To view all of Everlaw's predictive coding-related content, please see our predictive coding section.
Table of Contents
Predictive coding model types
Rating model - predicts relevancy of documents based on “hot, warm, and cold" relevancy ratings. The rating model is included in Everlaw by default, you do not need to create the model. You need to rate at least 400 unique documents, with at least 100 documents as hot and 100 as cold for the model to generate predictions.
Create your own prediction model - you can create a predictive model based on any document or review attributes in Everlaw. You need to code at least 400 unique documents, with at least 100 documents in the relevant category of your custom model, and at least 100 in the irrelevant (aka, reviewed and not marked as relevant). To read more about creating a predictive coding model, see our model creation article.
The database - the universe of all documents uploaded for a particular conceptual matter.
Reviewed - The set of documents that are used for training a particular model. The criteria for "reviewed" is defined by the user in the creation step of custom models. For the default rating model, reviewed = rated. To read more about reviewed documents, please see our model creation article.
Relevant - The subset of reviewed documents that the model should consider relevant. The criteria for this is also defined by the user. For the default rating model, relevant = hot. To read more about relevant documents, please see our model creation article.
Irrelevant - The subset of reviewed documents that the model should consider irrelevant. These documents are automatically determined: they are reviewed documents that do not fit the relevant criteria.

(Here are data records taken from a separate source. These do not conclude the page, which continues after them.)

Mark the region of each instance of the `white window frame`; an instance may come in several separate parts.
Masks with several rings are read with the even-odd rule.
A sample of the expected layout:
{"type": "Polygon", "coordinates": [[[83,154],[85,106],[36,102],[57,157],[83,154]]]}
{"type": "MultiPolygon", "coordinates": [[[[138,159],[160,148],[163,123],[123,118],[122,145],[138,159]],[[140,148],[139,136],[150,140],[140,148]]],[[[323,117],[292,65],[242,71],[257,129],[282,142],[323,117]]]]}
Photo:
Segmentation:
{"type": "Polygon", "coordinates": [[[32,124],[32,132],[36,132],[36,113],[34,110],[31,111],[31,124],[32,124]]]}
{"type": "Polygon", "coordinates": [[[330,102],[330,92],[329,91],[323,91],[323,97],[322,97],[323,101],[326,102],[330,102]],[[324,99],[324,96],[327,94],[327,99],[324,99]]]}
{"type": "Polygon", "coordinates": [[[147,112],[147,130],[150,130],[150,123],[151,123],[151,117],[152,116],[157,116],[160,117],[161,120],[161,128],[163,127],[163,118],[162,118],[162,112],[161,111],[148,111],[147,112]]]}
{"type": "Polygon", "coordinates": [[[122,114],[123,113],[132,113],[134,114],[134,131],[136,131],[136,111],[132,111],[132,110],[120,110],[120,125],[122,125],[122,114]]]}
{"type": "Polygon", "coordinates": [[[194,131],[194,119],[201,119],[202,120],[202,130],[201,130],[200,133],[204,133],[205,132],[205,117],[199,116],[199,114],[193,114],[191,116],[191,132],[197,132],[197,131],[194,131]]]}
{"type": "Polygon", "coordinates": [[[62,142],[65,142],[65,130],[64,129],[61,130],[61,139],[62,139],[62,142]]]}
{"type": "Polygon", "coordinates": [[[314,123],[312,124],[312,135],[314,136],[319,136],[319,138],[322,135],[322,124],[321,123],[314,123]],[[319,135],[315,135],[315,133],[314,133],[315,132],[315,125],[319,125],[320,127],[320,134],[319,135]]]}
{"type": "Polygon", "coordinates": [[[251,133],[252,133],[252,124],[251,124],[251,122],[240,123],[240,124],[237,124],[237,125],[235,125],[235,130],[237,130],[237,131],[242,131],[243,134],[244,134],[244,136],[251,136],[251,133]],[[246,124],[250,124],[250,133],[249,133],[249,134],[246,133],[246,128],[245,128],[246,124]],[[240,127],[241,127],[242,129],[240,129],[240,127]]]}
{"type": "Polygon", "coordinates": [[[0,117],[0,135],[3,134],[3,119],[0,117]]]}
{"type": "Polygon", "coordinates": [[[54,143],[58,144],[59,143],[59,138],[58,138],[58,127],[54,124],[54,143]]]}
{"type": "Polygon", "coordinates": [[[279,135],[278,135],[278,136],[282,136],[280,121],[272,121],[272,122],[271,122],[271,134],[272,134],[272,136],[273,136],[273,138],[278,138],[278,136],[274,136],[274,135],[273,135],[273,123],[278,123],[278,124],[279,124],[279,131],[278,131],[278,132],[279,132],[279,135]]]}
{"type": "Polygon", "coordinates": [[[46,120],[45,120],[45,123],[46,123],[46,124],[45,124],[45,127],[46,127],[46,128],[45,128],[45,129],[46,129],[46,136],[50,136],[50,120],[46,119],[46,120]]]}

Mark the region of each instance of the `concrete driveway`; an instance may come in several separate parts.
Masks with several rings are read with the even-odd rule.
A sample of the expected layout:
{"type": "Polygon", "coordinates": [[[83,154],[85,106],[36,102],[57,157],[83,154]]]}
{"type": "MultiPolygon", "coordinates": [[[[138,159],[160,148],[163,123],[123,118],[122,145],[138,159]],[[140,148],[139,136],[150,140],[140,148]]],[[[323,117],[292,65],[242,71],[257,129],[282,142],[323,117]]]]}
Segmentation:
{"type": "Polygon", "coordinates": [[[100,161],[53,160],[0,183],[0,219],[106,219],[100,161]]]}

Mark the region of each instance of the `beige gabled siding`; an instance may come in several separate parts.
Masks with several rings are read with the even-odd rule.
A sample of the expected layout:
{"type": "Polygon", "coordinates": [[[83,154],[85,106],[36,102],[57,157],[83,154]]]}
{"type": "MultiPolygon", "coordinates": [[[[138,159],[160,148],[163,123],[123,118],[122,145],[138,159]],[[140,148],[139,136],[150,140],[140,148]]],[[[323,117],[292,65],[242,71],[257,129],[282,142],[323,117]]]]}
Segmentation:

Holdout Set - 5% of the total documents in the case reserved to evaluate the performance of a model. The holdout set is maintained by taking 5% of the documents in each upload; you cannot affirmatively add documents to a holdout set. These documents are not used in training, they are used to calculate the model’s performance metrics. However, they might satisfy the ‘reviewed’ criteria of one or more models. Because the documents in the holdout set always remain in the holdout set, these documents can be used to show historical performance and give constant feedback as your model improves. To read more about the holdout set, please refer to the relevant section in our model interpretation article.
To read more about using predictions, please refer to our model interpretation article.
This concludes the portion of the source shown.